Would a larger army make us safer?

Many of the Democratic candidates for president are arguing for increases in the size of the standing army. Barack Obama has a specific figure - 92,000 troops - and Mitt Romney and other Republicans are advocating for "at least 100,000." But what will a larger army buy us in an age of terrorism?
This bipartisan consensus -- which even includes Bush, who recently unveiled his own five-year plan to enlarge the Army and Marine Corps -- illustrates the inability or refusal of the political class to grasp the true nature of our post-9/11 foreign-policy crisis. Any politician who thinks that the chief lesson to be drawn from the last five years is that we need more Americans toting rifles and carrying rucksacks has learned nothing...
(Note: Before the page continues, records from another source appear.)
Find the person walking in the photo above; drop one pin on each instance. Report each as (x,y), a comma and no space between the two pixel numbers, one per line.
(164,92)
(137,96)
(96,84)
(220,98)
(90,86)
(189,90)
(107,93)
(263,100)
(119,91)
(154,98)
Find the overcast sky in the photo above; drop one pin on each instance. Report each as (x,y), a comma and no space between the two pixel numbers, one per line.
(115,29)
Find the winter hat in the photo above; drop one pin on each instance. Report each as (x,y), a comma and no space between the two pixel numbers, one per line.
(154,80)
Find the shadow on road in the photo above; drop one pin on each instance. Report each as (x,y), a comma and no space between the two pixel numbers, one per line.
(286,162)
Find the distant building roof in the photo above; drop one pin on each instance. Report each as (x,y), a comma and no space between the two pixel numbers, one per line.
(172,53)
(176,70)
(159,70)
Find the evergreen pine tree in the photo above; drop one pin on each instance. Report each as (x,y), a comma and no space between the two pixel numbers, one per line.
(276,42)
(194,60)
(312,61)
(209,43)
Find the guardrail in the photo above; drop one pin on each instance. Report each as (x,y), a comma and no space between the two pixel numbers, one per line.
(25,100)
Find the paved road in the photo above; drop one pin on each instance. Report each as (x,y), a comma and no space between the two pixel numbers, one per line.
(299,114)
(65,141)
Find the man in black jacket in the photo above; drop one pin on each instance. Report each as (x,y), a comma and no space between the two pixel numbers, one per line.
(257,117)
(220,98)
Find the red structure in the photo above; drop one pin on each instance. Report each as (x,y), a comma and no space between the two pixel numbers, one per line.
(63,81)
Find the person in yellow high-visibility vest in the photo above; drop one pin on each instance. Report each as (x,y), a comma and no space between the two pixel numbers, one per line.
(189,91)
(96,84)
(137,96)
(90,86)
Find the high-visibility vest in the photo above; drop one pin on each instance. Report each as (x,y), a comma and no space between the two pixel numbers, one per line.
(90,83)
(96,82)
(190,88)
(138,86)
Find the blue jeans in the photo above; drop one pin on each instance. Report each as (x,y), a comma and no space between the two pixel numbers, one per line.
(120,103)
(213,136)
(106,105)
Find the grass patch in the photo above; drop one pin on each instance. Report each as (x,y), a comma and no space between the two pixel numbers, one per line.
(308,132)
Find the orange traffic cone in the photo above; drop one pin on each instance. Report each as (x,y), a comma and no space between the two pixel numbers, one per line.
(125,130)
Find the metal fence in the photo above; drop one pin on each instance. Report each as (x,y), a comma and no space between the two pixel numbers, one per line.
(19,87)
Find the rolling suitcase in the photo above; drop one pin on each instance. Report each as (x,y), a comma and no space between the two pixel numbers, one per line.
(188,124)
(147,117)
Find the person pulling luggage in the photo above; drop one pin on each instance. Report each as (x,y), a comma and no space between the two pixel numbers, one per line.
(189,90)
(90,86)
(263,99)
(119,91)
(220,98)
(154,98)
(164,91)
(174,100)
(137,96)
[The] second consensus consists of two elements. According to the first element, the only way to win the so-called global war on terrorism, thereby precluding another 9/11, is to "fix" whatever ails the Islamic world. According to the second element, the United States possesses the wherewithal to effect just such a transformation. In essence, by employing American power, beginning with military power, to ameliorate the ills afflicting Islam, we will ensure our own safety.
As the author says, "this is sheer twaddle."
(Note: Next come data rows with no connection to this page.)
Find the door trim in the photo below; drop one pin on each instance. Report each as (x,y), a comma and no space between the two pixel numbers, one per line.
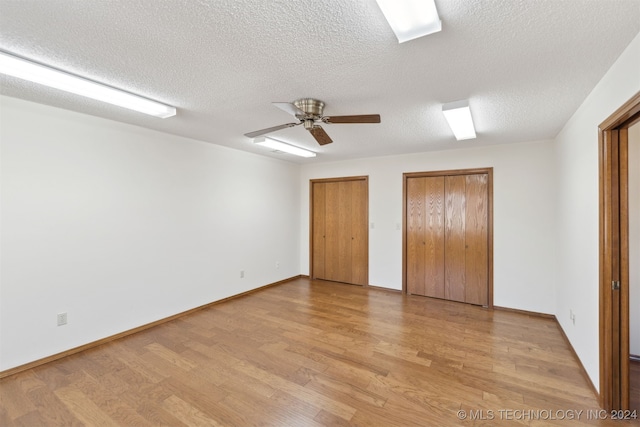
(476,171)
(364,178)
(614,254)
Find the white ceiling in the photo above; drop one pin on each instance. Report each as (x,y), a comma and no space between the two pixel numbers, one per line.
(524,65)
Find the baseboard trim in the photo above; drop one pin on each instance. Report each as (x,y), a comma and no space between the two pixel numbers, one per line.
(528,313)
(45,360)
(575,356)
(382,288)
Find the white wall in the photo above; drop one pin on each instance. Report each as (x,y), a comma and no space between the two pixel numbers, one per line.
(577,201)
(523,215)
(634,239)
(120,226)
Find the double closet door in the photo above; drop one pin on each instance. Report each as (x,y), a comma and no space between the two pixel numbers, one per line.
(447,235)
(339,218)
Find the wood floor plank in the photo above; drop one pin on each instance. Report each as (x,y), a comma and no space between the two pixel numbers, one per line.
(314,353)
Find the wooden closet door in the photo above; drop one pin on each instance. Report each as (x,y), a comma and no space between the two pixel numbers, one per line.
(415,229)
(476,238)
(332,231)
(340,231)
(425,236)
(455,272)
(447,235)
(319,231)
(359,233)
(344,238)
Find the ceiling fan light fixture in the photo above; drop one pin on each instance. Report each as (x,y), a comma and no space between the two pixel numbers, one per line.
(410,19)
(27,70)
(458,115)
(283,146)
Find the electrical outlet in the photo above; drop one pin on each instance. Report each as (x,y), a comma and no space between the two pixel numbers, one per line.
(62,319)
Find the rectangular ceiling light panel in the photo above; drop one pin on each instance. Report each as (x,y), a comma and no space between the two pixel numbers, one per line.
(284,147)
(411,19)
(458,114)
(27,70)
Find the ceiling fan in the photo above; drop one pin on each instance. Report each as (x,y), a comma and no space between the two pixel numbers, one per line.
(308,111)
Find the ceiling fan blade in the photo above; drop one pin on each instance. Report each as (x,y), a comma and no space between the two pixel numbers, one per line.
(364,118)
(268,130)
(288,107)
(320,135)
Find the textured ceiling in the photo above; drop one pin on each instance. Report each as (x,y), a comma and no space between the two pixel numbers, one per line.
(524,65)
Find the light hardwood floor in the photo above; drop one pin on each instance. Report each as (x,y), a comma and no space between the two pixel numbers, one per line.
(311,353)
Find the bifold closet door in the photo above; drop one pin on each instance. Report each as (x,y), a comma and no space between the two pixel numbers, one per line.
(425,236)
(340,233)
(447,240)
(477,239)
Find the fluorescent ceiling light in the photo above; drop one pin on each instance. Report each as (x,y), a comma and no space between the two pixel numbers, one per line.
(411,19)
(27,70)
(458,114)
(281,146)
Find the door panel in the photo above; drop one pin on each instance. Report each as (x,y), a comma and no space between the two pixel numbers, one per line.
(345,191)
(415,228)
(359,232)
(340,230)
(319,238)
(476,238)
(448,237)
(332,231)
(434,256)
(455,238)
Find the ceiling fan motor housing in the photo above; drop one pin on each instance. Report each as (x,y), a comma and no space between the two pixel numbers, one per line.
(311,107)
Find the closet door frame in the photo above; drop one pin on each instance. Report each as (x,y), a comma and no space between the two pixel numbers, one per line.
(476,171)
(364,178)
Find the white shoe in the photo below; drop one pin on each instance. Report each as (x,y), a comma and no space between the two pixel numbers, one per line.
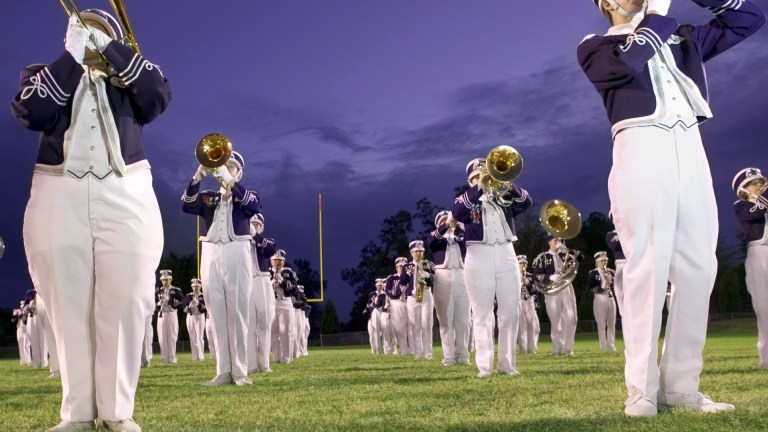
(218,380)
(695,401)
(484,373)
(639,405)
(127,425)
(66,426)
(243,381)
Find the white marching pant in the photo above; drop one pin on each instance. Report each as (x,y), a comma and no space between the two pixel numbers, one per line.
(492,271)
(25,356)
(210,336)
(669,234)
(225,270)
(283,330)
(96,278)
(757,285)
(196,329)
(36,336)
(398,319)
(146,348)
(529,327)
(452,308)
(260,323)
(561,311)
(168,334)
(604,309)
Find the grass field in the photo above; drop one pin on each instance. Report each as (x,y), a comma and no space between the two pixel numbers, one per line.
(349,389)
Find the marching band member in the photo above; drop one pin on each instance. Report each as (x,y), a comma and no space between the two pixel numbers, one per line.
(194,307)
(750,186)
(529,321)
(35,331)
(561,307)
(618,258)
(284,284)
(169,299)
(490,269)
(19,319)
(94,257)
(451,300)
(601,283)
(421,277)
(398,316)
(262,298)
(649,71)
(373,325)
(225,263)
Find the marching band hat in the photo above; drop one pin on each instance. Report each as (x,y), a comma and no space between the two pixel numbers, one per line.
(745,176)
(416,245)
(442,214)
(104,19)
(474,168)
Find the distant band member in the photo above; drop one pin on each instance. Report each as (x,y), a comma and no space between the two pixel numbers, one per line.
(396,285)
(421,278)
(749,185)
(491,269)
(529,320)
(194,307)
(284,284)
(561,307)
(94,257)
(601,283)
(226,264)
(262,298)
(169,300)
(451,300)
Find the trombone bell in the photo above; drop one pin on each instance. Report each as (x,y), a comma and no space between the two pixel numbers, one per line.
(560,219)
(213,150)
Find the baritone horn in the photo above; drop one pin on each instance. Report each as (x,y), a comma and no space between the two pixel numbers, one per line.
(503,164)
(213,151)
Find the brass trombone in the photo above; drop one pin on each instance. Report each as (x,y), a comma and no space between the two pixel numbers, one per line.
(213,151)
(503,164)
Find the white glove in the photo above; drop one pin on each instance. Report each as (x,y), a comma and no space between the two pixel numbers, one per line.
(661,7)
(99,41)
(223,174)
(76,39)
(200,173)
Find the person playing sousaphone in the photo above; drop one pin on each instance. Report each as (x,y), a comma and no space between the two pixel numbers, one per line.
(94,257)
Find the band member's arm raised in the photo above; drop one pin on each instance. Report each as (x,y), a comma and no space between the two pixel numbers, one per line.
(734,21)
(608,65)
(149,88)
(44,92)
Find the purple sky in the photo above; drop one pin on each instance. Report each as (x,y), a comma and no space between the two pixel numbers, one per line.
(373,103)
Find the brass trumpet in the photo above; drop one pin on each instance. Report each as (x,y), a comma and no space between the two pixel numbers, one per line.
(503,164)
(213,151)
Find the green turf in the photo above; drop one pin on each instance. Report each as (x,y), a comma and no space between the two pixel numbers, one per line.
(349,389)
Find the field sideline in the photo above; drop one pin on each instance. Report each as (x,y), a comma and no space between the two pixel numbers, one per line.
(349,389)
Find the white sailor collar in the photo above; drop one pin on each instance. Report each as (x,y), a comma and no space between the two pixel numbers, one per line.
(621,29)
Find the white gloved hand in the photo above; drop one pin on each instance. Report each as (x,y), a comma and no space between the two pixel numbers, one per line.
(661,7)
(223,174)
(99,41)
(200,173)
(76,39)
The failure to protect ourselves on 9/11 was an intelligence failure, not a military one. Investing in more troops with limited resources simply means a smaller focus on what items actually protect us.
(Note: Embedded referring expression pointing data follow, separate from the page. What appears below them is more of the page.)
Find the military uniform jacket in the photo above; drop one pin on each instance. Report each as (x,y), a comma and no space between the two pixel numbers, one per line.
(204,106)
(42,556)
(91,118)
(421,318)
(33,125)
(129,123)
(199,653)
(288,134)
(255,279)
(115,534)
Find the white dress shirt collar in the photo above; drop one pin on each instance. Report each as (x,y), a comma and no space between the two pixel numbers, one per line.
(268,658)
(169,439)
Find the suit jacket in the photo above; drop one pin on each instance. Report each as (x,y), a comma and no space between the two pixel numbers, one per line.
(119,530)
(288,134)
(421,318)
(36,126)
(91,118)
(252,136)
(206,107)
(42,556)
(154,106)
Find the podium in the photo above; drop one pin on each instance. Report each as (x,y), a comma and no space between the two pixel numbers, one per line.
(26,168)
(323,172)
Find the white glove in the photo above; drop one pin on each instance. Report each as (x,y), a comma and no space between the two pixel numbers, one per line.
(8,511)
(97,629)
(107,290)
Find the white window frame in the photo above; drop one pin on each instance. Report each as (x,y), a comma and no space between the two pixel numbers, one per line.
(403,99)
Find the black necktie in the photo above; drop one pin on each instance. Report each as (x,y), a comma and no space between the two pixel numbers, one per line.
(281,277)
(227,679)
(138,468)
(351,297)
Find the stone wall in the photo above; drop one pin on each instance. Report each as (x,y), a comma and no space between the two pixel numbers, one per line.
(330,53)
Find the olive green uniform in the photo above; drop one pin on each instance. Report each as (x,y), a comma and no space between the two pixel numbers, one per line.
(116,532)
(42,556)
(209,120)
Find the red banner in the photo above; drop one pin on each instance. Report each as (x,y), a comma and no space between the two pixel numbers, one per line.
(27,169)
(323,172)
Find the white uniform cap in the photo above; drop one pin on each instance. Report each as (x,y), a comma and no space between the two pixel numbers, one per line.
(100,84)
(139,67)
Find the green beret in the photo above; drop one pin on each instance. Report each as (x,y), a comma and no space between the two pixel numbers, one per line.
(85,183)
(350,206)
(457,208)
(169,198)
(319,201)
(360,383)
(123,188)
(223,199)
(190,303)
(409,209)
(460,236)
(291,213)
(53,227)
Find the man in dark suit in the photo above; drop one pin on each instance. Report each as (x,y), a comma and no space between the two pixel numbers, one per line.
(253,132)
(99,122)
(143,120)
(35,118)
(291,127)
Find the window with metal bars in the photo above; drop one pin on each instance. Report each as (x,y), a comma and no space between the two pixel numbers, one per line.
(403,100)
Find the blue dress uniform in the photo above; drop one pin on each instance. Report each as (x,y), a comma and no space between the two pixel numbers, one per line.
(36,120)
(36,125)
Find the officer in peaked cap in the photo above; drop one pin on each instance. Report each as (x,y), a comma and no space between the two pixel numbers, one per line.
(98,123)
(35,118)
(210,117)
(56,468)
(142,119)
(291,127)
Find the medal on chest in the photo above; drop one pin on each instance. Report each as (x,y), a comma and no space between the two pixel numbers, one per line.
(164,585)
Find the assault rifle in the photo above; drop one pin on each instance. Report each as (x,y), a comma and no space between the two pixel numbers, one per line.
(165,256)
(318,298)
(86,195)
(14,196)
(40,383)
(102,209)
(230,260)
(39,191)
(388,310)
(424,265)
Second, we have proven rather effectively that a military solution to the threat of terrorism (or Islamic extremism) is a failure.

To those arguments against the strategies in the war on terror, I'd add that we're less likely to have our volunteer men and women deployed to foreign wars by swashbuckling presidents if there are fewer of them to go around. A bigger standing army is no way to reign in an extralegal president.

1 comment:

rick said...

You write "Second, we have proven rather effectively that a military solution to the threat of terrorism (or Islamic extremism) is a failure."

It may be worth noting that, as is often said these days, had we not invaded Iraq we might have found greater success in Afghanistan.

In particular, if we accept this note then we might more precisely express the sentiment as "the chosen military 'solution' seems to be a failure" (assuming that we intended to fight terrorism in Iraq in the first place).